The classic distinguishing feature of varicella is that lesions appear in successive crops, so macules, papules, vesicles and crusts are all present at the same time (polymorphism). In smallpox, by contrast, lesions evolve synchronously and are all at the same stage. Varicella is centripetal (trunk and face more than limbs), not limb-predominant, and may involve mucous membranes. A dermatomal, midline-respecting pattern describes herpes zoster, not varicella. Recognising simultaneous multiple stages is the key bedside anchor for varicella.

VZV Pathogenesis: Primary Infection to Reactivation

Diagram showing VZV primary infection causing varicella, latency in sensory ganglia, and later reactivation causing dermatomal herpes zoster.

VZV Pathogenesis: Varicella to Zoster

Panel A: Primary VZV infection showing respiratory droplets, upper airway entry, viraemia, diffuse skin seeding, and widespread centripetal varicella rash.. Panel B: Latency showing VZV traveling along a sensory nerve to the dorsal root ganglion, with an inset for cranial sensory ganglion latency.. Panel C: Reactivation showing waning cell-mediated immunity, replication in one dorsal root ganglion, spread down one sensory nerve, and unilateral dermatomal herpes zoster eruption.. Bottom strip: Pathogenetic sequence: primary infection to viraemia and diffuse rash, latency in sensory ganglia, then reactivation with one-ganglion and one-dermatome spread..

Understanding that varicella and herpes zoster are two phases of a single viral life cycle explains why one virus produces two such different rashes. Primary infection with VZV occurs by respiratory droplet inhalation or direct contact with vesicle fluid; the virus replicates, produces a viraemia, and seeds the skin diffusely — giving the widespread, centripetal eruption of varicella. After the primary illness resolves, the virus is not cleared: it travels along sensory nerves and establishes latency in the dorsal root (and cranial sensory) ganglia, where it persists silently for decades. Reactivation occurs when cell-mediated immunity wanes — with advancing age, HIV infection, malignancy, chemotherapy or immunosuppressive therapy — at which point the virus replicates in a single ganglion and travels back down that one sensory nerve to the skin, producing the dermatomal eruption of herpes zoster. This is why zoster is confined to one dermatome and why it is commoner in the elderly and the immunocompromised.

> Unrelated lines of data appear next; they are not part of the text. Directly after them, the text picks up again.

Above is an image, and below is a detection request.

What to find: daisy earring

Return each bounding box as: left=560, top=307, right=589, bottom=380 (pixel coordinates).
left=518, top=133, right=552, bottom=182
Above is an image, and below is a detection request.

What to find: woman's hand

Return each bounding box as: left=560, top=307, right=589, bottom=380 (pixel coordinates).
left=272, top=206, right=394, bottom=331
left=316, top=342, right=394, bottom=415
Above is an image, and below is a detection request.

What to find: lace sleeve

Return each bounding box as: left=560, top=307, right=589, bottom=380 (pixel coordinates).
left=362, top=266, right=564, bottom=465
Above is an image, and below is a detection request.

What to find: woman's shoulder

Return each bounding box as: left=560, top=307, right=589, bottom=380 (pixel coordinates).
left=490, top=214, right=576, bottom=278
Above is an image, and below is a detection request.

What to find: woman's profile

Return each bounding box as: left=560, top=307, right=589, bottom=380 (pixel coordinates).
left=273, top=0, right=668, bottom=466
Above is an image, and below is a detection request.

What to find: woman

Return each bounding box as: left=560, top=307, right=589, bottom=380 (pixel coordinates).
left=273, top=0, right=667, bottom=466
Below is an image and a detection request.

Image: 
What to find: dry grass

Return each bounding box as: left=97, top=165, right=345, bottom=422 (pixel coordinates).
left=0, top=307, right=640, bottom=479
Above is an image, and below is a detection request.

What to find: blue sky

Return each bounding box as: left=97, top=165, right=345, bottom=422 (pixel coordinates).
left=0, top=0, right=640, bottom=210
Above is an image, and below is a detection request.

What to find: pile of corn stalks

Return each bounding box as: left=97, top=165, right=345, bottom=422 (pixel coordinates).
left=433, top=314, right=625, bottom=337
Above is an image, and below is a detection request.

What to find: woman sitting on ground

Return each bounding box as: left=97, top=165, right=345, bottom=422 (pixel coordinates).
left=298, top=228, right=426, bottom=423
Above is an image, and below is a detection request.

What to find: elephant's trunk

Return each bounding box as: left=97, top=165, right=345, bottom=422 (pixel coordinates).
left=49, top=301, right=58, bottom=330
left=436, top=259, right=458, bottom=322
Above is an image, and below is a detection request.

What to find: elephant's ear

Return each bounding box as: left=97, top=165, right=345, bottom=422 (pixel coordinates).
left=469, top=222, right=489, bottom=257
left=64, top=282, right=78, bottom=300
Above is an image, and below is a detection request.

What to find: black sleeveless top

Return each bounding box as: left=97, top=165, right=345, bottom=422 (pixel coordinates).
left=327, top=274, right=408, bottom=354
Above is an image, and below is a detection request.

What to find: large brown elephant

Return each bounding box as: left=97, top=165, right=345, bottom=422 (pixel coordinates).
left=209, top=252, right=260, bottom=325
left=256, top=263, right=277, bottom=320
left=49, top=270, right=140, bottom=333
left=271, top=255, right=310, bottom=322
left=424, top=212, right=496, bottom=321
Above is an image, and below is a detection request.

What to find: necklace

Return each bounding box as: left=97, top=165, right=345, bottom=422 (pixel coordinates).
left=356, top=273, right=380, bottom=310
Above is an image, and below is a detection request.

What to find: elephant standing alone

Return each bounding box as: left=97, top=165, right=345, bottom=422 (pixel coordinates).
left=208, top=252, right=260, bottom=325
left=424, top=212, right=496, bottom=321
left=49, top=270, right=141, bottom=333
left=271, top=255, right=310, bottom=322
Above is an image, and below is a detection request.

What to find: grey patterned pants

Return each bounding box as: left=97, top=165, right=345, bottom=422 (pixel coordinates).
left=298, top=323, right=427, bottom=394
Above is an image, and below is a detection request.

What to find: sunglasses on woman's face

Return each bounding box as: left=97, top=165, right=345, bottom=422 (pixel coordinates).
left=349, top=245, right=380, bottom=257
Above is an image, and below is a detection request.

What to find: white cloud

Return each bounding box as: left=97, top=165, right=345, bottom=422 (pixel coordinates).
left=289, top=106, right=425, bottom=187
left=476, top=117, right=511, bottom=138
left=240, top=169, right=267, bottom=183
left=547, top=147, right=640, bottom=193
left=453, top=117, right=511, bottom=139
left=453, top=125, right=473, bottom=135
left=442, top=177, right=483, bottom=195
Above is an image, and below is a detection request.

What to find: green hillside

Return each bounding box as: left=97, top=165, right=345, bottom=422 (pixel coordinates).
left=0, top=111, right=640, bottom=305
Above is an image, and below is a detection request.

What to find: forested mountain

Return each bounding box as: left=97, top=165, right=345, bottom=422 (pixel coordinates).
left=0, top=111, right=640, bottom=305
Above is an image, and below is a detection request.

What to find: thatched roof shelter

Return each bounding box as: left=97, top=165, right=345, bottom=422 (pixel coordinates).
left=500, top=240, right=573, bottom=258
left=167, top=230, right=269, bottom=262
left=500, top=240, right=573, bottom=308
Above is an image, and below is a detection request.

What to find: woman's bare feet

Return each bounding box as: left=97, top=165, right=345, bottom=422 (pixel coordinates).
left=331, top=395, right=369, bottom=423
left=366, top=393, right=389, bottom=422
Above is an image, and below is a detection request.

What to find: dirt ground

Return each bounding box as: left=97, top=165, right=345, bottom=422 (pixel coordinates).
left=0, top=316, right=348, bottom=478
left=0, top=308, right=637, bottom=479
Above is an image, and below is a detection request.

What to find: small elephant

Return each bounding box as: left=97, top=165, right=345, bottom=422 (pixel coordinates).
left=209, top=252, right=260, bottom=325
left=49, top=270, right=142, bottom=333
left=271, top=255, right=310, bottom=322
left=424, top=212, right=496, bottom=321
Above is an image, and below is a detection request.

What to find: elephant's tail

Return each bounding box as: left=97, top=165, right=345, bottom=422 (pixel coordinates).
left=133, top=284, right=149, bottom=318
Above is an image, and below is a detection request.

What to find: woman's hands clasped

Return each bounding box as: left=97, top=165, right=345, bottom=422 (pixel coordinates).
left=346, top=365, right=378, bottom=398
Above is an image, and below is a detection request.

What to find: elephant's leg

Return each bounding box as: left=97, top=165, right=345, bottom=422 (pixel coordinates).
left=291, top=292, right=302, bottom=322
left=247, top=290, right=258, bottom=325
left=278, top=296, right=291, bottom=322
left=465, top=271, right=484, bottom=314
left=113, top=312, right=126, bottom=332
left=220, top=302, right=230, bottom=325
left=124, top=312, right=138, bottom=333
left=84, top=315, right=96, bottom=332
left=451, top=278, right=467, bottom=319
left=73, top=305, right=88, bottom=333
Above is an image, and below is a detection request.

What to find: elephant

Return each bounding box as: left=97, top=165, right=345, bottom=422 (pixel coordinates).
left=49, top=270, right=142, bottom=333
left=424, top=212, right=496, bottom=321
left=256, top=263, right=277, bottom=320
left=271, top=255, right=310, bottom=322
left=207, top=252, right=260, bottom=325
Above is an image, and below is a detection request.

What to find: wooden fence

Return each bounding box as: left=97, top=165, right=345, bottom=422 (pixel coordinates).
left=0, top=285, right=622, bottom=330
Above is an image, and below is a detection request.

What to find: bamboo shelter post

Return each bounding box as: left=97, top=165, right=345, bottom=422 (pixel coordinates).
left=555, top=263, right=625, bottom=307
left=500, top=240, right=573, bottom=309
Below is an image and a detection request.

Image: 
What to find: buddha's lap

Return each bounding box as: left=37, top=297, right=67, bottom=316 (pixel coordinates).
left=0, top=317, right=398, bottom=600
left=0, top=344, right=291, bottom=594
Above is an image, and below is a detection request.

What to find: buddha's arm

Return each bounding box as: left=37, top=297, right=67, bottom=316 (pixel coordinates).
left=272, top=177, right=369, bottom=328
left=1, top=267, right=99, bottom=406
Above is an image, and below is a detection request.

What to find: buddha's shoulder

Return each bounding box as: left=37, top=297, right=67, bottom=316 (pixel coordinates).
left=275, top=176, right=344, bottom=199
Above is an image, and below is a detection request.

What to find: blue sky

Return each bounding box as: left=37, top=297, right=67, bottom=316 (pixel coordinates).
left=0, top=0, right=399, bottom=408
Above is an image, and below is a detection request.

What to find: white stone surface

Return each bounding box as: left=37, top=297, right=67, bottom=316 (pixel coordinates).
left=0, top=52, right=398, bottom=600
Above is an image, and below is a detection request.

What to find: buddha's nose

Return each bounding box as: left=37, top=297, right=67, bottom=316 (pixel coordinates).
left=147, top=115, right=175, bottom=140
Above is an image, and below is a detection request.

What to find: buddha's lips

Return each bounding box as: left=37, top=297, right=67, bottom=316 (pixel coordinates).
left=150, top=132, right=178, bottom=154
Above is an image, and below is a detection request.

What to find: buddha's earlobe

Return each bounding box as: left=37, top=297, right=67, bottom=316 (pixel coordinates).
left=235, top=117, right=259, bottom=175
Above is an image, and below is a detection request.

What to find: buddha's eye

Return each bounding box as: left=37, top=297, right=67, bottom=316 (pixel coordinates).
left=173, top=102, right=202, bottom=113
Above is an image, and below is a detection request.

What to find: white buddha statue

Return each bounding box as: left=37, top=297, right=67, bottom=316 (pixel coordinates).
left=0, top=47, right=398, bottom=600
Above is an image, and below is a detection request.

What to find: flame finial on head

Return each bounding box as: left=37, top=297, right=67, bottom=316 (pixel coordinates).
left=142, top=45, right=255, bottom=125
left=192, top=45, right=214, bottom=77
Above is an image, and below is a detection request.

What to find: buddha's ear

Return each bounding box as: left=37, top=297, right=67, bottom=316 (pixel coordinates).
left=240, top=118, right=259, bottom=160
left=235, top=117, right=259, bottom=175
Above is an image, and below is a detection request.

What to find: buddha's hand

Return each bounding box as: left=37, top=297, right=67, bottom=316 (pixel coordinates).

The pathogenetic sequence to hold in mind is:
- Primary infection (varicella): respiratory/contact transmission → viraemia → diffuse skin seeding → widespread centripetal rash.
- Latency: VZV persists in dorsal root and cranial sensory ganglia after varicella resolves.
- Reactivation (zoster): waning cell-mediated immunity (ageing, HIV, malignancy, immunosuppression) → replication in one ganglion → spread down a single nerve → dermatomal rash.
- The same waning-immunity principle explains why widespread or atypical zoster should prompt a search for an immunocompromising cause.